The type of claim (its stasis) will affect how the claim is expressed and what kind of support might be offered:

Stasis (Type of Question)
What It Asks
Sample Claim

Existence

– What evidence shows the issue, phenomenon, or event actually exists? – Do relevant stakeholders agree on these core facts?

“Data from three independent labs confirm that micro‑plastics are present in 80% of municipal tap‑water samples.”

Procedure/Jurisdiction

– Which body or individual has authority to decide this matter? – Have all deadlines and procedural prerequisites been met? – Is there an alternative venue or process that would be more appropriate?

“This lawsuit should be dismissed because the contract requires binding arbitration, not litigation in state court.”

Definition

– How should we define or name this phenomenon? – What criteria must something meet to fit this definition? – Which competing definitions exist and which definitions are most accurate? – How might a different label change our analysis or response?

“Social‑media ‘likes’ should be classified as a form of personal data under privacy law.”

Cause/Effect

– What caused this? – What will its effects be?

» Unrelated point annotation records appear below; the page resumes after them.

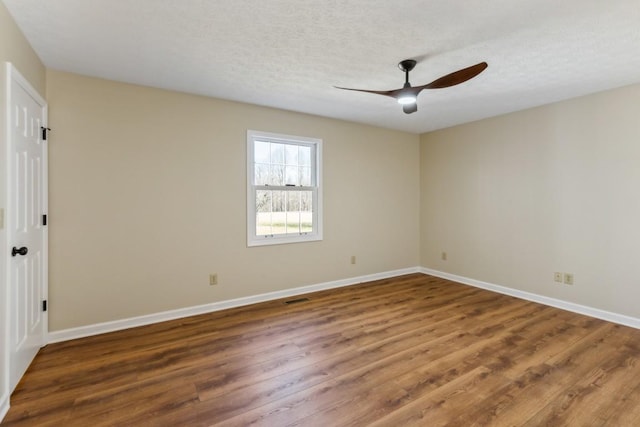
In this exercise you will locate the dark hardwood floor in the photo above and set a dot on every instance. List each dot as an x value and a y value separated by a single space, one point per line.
412 350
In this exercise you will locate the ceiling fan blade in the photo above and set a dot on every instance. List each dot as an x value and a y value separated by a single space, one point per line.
410 108
391 93
456 77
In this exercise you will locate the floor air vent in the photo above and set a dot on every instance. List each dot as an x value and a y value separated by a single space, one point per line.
296 301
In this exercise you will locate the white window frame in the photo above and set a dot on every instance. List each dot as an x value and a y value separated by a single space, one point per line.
316 188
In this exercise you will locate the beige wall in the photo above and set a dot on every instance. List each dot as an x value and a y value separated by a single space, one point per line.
516 198
14 48
148 196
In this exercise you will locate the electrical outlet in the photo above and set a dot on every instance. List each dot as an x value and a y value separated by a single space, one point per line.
568 279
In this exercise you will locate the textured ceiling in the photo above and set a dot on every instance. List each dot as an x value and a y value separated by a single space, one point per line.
289 53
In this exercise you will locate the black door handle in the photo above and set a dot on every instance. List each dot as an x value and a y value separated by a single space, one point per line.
22 251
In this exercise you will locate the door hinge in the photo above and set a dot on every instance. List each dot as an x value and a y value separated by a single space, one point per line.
44 132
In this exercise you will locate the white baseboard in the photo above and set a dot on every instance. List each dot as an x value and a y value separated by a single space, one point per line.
4 406
117 325
553 302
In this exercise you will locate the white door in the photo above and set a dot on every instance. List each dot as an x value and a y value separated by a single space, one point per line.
27 232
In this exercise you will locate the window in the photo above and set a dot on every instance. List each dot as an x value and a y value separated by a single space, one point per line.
284 193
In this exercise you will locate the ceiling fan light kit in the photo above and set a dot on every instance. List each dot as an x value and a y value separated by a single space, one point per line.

“Raising the minimum wage to $17/hour will reduce employee turnover in the service sector by at least 20% within a year.”

Value

– By what standards should we judge this phenomenon? – Is it good, bad, mixed, etc.? – How does it align with what we value ethically, artistically, socially, or culturally?

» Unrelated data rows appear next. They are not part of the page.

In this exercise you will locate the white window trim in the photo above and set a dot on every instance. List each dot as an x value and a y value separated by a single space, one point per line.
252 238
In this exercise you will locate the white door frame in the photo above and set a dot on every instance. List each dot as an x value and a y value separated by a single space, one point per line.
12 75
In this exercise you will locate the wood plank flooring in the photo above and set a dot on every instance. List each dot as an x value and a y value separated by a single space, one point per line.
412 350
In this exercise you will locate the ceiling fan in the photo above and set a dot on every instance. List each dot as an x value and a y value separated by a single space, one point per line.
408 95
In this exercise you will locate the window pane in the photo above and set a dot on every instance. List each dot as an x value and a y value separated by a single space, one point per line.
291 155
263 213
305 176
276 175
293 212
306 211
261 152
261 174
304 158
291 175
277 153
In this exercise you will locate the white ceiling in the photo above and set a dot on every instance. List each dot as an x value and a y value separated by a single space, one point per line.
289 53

“Banning books that discuss gender identity in high‑school libraries undermines students’ intellectual freedom.”

Comparison

– Compared similar phenomena or alternatives, is this better or worse? – What criteria are we using to compare them?

“Community‑based restorative‑justice programs are more effective than traditional incarceration at reducing recidivism.”

Policy

– What specific action should be taken? – How will this action address the problem? – Is the solution feasible within existing resources and constraints? – How will we know whether we have succeeded or failed?

“Congress should pass a federal shield law to protect journalists from revealing confidential sources in court.”

The Type of Claim Shifts the Language Used to Make It

  • Fact claims might lean on observable evidence (“confirm,” “data”) and typically avoid prescriptive verbs.

  • Procedure/Jurisdiction claims typically invoke authority, venue, or procedural rules and hinge on whether the correct forum, timeline, or steps have been observed.

  • Definition claims might use classification verbs (“should be classified”) and hinge on criteria.

  • Causal claims often feature causal connectors (“will reduce,” “leads to”), often with time frames or measurable effects.

  • Value claims probably embed an evaluative term (“undermines,” “beneficial”) and appeal to agreed‑upon standards.

  • Comparison claims juxtapose alternatives and rely on comparative adjectives (“more effective”).

  • Policy claims often contain a clear action verb (“should pass”) and may invoke authority or venue (“Congress,” “the Supreme Court,” “faculty senate”).